RAG Regression Lab

RAG Regression Lab is a local-first evaluation harness for RAG apps. It lets you run the same question set against different retrieval/generation configs, score the outputs, detect regressions, and export reports that humans and AI agents can both understand.

RAG apps often break silently. A prompt, chunking, embedding, or retrieval change can improve one answer and damage another.
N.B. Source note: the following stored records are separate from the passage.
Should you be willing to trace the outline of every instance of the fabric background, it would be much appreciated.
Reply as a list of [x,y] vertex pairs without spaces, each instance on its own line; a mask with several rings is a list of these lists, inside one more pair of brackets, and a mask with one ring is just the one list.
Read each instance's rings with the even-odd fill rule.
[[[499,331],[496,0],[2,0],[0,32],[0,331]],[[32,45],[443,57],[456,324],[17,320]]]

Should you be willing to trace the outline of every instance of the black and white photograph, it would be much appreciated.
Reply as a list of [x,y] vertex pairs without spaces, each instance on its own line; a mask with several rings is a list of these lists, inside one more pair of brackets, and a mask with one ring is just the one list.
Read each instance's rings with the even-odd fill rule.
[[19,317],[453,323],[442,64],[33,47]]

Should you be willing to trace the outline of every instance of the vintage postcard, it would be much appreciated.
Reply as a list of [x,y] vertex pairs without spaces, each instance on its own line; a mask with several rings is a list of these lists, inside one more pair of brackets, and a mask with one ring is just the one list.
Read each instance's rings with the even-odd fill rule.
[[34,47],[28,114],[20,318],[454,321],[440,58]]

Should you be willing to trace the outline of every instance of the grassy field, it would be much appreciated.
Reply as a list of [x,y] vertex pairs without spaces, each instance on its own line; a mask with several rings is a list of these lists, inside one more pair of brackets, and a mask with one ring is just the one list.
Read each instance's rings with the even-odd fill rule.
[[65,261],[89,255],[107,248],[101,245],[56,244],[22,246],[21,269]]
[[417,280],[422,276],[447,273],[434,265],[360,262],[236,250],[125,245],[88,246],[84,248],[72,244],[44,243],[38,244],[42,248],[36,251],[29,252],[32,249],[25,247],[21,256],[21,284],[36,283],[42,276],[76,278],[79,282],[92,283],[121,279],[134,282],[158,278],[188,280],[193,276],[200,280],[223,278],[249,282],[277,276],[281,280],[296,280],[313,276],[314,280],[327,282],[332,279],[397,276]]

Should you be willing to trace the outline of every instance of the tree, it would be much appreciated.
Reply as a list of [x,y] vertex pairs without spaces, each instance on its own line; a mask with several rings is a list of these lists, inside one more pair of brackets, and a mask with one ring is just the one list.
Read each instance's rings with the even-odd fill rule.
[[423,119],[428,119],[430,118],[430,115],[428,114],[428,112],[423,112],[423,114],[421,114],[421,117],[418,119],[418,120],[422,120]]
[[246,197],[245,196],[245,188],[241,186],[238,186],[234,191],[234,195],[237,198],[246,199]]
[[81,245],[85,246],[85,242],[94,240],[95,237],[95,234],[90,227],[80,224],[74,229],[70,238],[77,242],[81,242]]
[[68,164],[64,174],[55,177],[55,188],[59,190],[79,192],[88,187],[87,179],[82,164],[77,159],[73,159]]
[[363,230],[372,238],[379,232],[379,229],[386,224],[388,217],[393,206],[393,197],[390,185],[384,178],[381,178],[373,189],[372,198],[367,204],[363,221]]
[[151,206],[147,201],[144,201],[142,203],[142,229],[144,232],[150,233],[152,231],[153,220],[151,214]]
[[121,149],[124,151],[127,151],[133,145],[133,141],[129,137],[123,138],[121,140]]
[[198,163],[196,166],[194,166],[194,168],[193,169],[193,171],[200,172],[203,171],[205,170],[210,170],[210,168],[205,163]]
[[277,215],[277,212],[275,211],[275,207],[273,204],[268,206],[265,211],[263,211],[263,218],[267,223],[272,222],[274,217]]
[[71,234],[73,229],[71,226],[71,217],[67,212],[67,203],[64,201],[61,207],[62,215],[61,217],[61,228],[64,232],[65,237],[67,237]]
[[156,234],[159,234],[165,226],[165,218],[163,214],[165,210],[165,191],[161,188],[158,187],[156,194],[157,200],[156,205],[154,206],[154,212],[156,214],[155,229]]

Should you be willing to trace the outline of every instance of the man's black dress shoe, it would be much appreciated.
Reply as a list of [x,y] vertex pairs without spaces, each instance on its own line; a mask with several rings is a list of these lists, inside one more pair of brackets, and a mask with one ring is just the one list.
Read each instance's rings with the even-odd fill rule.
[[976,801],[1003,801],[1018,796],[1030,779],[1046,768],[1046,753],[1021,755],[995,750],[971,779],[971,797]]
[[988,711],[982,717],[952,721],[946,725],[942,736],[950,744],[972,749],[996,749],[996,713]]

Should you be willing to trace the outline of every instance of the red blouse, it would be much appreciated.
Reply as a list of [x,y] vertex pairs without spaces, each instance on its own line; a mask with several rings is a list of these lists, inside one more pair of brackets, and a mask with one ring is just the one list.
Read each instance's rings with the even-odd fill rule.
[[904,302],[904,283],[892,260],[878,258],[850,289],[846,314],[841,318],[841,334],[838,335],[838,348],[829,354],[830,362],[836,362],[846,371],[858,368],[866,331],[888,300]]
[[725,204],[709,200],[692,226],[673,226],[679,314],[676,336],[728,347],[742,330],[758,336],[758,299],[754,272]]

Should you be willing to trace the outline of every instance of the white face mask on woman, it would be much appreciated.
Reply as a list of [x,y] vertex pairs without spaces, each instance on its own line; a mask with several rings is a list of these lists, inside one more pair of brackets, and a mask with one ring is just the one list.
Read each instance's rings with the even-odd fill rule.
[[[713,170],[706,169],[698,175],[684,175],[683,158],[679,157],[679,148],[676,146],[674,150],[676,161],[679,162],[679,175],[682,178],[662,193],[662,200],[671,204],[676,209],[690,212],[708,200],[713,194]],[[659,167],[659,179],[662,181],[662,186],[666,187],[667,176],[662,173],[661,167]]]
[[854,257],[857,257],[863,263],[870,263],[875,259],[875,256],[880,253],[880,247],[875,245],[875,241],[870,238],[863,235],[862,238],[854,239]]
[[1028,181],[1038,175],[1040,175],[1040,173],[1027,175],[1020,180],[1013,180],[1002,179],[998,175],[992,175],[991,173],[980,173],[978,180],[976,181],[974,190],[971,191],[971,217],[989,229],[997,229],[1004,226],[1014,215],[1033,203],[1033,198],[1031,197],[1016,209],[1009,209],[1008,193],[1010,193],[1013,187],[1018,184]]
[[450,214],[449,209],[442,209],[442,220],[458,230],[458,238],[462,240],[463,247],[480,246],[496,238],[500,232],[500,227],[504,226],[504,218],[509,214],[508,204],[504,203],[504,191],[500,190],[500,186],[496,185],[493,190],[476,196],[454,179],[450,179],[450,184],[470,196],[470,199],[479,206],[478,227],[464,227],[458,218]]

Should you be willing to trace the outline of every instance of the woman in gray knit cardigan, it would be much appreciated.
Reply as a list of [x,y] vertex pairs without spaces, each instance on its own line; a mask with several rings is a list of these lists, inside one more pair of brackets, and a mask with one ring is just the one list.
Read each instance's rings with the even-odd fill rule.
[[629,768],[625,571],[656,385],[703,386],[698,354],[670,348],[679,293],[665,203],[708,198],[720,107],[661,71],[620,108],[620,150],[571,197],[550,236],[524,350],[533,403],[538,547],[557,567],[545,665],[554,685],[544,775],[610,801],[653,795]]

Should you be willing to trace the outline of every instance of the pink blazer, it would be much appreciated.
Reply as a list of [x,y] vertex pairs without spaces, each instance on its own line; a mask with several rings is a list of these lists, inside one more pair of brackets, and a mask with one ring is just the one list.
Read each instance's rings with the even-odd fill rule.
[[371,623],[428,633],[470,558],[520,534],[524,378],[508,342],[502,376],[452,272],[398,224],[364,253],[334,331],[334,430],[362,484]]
This project makes those quality changes visible before they reach users.

Features

Demo SaaS help-center suite with 8 golden test cases.
Deterministic offline RAG runner: keyword retrieval plus extractive generation.
Transparent heuristic metrics: expected fact coverage, faithfulness, context precision, answer similarity, and weighted overall score.
Baseline-vs-candidate comparison with regression, improvement, newly failing, and newly passing statuses.
Markdown and JSON report export.
AgentRun Ledger output for agent-readable recovery after resets.
Material-inspired dark dashboard for latest runs, regression details, reports, ledger content, and historical runs.
CI-friendly regression gate with environment-configurable thresholds.
Provider config shape for offline, OpenAI, and Groq modes; offline remains the working default.
Vitest coverage for core loading, retrieval, scoring, comparison, reports, and ledger writing.

Architecture

flowchart LR
  A["Test Suite JSON"] --> B["RAG Config"]
  B --> C["Run Evaluation"]
  C --> D["Score Results"]
  D --> E["Compare With Baseline"]
  E --> F["Markdown + JSON Reports"]
  E --> G["AgentRun Ledger"]
  F --> H["Web Dashboard"]
  G --> H

Quick Start

npm install
npm run demo
npm run dashboard:build
npm run dashboard

On Windows PowerShell with restricted script execution, use npm.cmd:

npm.cmd install
npm.cmd run demo
npm.cmd run dashboard:build
npm.cmd run dashboard

The demo command loads data/demo-suite.json, runs a baseline config with top_k=3, runs a candidate config with top_k=1, compares them, writes reports, and updates the AgentRun Ledger.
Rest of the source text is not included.